Cash no longer plays at the popular Biloxi casino (or at any MGM property, as of April 2015). But according to Nash, who spoke with me recently during the Million Dollar Heater tournament series, the uncapped buy-in structure isn't going anywhere.
"The majority of people love it," he said.
The Beau's $1/$3 and $2/$5 no-limit games, which can play up to 500 or 1,000 big blinds deep, generate plenty of action and excitement.
"There are times when I'm here on a random Tuesday and I'm sitting in a pretty boring $1/$3 game," said Norris*, a Beau regular since 2008. "Then a guy who came from the pits will sit down with $7,000 and say, 'Let's gamble.'"

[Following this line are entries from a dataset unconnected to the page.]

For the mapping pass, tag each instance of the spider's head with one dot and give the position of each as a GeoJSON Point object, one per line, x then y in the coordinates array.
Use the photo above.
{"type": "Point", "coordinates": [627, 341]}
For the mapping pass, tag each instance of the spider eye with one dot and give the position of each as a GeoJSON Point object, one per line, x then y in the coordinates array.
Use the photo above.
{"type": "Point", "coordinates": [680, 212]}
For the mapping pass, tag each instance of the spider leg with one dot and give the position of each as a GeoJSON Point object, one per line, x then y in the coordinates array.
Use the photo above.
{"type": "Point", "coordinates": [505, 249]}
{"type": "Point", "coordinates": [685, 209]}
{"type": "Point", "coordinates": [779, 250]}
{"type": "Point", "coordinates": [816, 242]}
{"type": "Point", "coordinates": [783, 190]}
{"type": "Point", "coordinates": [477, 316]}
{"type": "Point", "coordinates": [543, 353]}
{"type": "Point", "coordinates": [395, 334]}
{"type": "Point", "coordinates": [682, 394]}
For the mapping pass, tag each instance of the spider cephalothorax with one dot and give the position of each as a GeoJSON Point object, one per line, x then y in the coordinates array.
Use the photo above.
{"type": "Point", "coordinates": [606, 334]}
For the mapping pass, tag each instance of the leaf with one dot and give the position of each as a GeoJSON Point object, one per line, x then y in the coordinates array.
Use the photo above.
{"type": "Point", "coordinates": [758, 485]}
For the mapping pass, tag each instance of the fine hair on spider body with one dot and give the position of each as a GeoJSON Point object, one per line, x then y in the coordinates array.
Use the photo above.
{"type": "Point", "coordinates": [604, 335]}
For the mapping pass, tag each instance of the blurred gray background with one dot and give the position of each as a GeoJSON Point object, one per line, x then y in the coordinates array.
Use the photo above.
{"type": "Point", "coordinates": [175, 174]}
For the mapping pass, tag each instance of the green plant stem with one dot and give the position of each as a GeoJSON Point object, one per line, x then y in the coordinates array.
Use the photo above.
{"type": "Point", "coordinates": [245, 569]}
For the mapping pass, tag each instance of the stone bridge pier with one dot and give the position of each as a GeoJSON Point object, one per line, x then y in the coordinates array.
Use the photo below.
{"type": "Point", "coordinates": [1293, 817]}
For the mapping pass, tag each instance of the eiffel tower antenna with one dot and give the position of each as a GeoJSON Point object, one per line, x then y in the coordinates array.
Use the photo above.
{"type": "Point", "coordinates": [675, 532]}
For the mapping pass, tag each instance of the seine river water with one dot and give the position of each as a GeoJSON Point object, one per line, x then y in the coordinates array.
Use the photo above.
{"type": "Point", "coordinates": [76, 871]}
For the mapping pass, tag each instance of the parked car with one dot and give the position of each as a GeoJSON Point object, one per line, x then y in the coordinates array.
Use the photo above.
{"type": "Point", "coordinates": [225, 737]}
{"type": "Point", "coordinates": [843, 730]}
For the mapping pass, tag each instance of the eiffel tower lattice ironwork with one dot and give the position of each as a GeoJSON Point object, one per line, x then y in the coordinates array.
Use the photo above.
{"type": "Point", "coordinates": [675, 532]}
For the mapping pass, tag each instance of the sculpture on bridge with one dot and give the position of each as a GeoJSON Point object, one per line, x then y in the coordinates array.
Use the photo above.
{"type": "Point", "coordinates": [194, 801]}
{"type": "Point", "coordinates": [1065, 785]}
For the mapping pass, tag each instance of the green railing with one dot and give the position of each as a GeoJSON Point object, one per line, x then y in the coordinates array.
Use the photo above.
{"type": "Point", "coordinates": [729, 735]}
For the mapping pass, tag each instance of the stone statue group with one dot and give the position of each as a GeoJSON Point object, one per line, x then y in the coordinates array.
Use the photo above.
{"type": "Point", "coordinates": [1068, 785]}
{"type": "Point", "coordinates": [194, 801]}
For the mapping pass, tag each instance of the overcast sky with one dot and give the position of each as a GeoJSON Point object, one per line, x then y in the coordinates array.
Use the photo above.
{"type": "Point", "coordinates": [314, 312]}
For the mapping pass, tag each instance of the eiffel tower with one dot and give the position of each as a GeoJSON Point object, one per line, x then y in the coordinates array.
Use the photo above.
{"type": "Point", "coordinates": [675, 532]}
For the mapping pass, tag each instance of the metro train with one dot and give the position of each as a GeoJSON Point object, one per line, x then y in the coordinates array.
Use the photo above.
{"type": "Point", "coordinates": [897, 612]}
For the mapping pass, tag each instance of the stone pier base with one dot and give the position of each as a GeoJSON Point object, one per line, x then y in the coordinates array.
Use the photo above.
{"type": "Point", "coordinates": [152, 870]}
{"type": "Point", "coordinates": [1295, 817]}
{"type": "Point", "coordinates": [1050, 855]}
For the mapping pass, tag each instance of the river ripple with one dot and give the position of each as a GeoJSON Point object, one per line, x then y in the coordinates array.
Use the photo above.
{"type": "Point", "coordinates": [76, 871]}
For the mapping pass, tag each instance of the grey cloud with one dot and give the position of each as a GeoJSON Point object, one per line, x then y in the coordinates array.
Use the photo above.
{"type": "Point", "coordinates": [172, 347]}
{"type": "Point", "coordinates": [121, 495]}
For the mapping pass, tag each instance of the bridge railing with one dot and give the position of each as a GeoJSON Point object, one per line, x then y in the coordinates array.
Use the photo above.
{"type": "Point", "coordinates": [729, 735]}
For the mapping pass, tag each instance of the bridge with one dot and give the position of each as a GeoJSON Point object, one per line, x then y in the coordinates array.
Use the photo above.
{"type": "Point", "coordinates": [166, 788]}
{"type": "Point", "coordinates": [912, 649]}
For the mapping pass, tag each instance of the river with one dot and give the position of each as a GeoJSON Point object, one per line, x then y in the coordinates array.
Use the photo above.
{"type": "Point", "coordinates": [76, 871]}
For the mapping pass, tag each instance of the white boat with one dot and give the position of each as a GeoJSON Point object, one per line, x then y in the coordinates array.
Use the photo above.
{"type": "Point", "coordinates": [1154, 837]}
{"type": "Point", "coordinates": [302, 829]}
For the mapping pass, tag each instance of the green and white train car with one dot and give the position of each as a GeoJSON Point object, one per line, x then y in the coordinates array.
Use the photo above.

Stack Depth and Skill Edge
For Norris and other skilled professionals, uncapped games present opportunities not only "to gamble" but also to realize a deep-stacked advantage. Playing deep requires you to make more decisions in a hand. Making good decisions — or at least better decisions than your opponents — yields a higher win rate.
But how much higher?
"I think my win rate against an average recreational player is 150 percent as big at 1,000 big blinds as it is at 100 big blinds," said Nate Meyvis, co-host of the Thinking Poker Podcast and strategy contributor here at PokerNews.
"Against certain kinds of players that could go way up (to 250 percent?)," Meyvis added. "Really good deep-stacked players might start with a 225 percent edge or so versus recreational players."
The relationship between skill edge and stack depth is complex. It depends on playing style, position, hand selection, table dynamics, and other factors that invite speculation.
So let's speculate.
Imagine you're in an uncapped $1/$3 game with 100 big blinds when a tourist buys in for $7,000 and says, "Let's gamble." You happen to have $7,000 in your pocket, which means that you can choose to sit 2,333 big blinds deep against a gambly recreational player. Should you add more chips? If so, how many?
Here are a few things to consider:
- What's your edge against the table?
- What's your edge against specific players at the table?
- What range of buy-in options are available?
- How will your skill edge change depending on your stack size?
- How much are you willing to lose?
- How many times are you willing to reload?
- How will you respond if you win or lose a huge pot?
- How will your tablemates respond if they win or lose a huge pot?
You might decide, in the scenario above, to add $7,000. You might decide, given bankroll considerations, just to add $1,000 and reload if you get stacked. Or you might decide to stick with 100 big blinds. Whatever you choose, avoid simply buying in for a "standard" amount and consider an effective buy-in strategy.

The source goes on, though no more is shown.